Camel Toe on the Camel Trail
When I was 18, I cycled the Camel Trail with my ex boyfriend who liked mountain biking, bodybuilding, pimping his Fiat Punto and listening to hard house dance music. As somebody who enjoyed none of those pursuits, it was fair to say that we were fairly ill matched as a couple. The kind of bike I enjoyed riding had a basket and I didn’t really like going round corners on it, let alone down bumpy hills. My abiding memory of the excursion was not the stunning scenery but of riding along thinking “fuck off cocklord” as he shouted at me to cycle faster. I was not, therefore, in any particular hurry to revisit the Camel Trail. Given I am married to a man who is about as enthusiastic about cycling as most men are about catching chlamydia, I thought it was a pretty safe bet that I would not have to. However, we have a six-year-old son who loves his bike and can now read pretty darn well. So when we went to Padstow for fish and chips and he spotted a leaflet about hiring bikes to cycle down the Camel Trail, I knew the jig was up.
The first challenge was working out the permeation of bikes that would enable one cycle mad six year old, two not especially competent adult cyclists, one not yet cycling four year old and a baby to make it from Padstow to Wadebridge and back. The answer was one kids' bike, one adult bike with a baby seat and one adult bike with a ride on attachment for the four year old that made it look like a cross between a penny farthing and a tandem. Sleek streamlined peleton we were not. The second challenge was finding a cycle helmet that would fit my abnormally large head. It doesn’t look that big to the naked eye, but when you start trying to put a helmet on it quickly turns out to be the size of an enormous pumpkin.

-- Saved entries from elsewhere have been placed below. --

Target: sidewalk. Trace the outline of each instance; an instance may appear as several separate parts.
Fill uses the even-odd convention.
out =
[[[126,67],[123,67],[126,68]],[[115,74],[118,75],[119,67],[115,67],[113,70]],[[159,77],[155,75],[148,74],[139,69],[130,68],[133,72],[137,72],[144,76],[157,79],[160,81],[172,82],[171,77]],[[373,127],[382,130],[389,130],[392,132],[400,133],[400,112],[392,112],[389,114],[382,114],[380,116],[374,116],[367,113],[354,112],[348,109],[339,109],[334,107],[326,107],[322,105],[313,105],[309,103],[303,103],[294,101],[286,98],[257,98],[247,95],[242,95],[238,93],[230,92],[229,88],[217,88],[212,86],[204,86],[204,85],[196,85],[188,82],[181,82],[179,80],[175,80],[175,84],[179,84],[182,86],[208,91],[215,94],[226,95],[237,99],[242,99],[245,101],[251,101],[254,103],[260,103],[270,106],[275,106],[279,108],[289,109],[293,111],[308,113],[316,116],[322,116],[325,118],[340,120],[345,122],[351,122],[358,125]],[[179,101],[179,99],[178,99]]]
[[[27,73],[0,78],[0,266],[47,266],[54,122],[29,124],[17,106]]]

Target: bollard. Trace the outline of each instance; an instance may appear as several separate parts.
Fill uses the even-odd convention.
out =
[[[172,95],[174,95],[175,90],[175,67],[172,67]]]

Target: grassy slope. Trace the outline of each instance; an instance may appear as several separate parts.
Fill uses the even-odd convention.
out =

Having finally found something to accommodate Pumpkin Head, we popped the baby on the back of my bike to which he reacted about as calmly as a death row prisoner being invited to take a seat in an electric chair. Hoping he would like it more once we got moving, we set off down the trail. Within 200m, it became quickly apparent that my ears were not the only thing that were going to be aching by the end of the ride. The Berlin Wall was still standing the last time I wore a pair of cycling shorts so when getting dressed that morning I had gone with the next best thing: a pair of denim dungarees. However, it turns out that the reason Laura Trott does not wear dungarees for a lap of the velodrome is that they give you an acute case of camel toe on a bike.
With a bad case of flange ache developing and the baby still howling like a hyena, my six year old very sweetly rode alongside us to try and distract his baby brother from his two-wheeled misery. Unfortunately, he tried to do so by holding his hand which caused his front wheel to get caught in our back wheel and him to go flying over his handle bars. Only 10 minutes into the ride and with three out of five of us now howling in agony, we decided to stop for a break. Luckily this being Cornwall you are never more than 50m away from some kind of product containing clotted cream, so we were able to refuel and regain our equilibrium with a quick artery clogging snack of fudge from a beside the road bicycle snack stall.
With the baby having downgraded his protests from completely furious to just occasionally grumpy and the injection of clotted cream having taken my mind off my front wedgie, I started to actually enjoy the ride. The trail is an old railway track that runs alongside the river so there is no need to worry about bumping into cars and the scenery is genuinely lovely with lots of little boats bobbing in the estuary and plenty of lush greenery shading the path. Our four year old loved being on the tag-a-long on the back of his dad's bike and before we knew it we had made it to Wadebridge, our halfway point. It is definitely not your picture postcard Cornish village but it has lots of quirky shops and an independent feel to it that makes it a bit like a Cornish Camden!
Bradley Wiggins could probably have cycled from Lands End to John O Groats in the time it took us to get back to Padstow but then again Bradley doesn't have to keep hopping off his bike every 3 minutes to retrieve a dummy. But we made it in the end and would definitely recommend it for a fun family day out. Just make sure you pack clothing that has a higher lycra than denim content.
Want to try it too?
We hired our bikes from Padstow Cycle Hire and it worked out at about £55 for a half day. Obviously will be cheaper as a family day out if you have a more sensible number of children than us. We were able to just turn up and hire them on the day although in height of summer may be sensible to book in advance. There are also several cycle hire places in Wadebridge such as Bridge Bike Hire should you want to do the trail the other way round.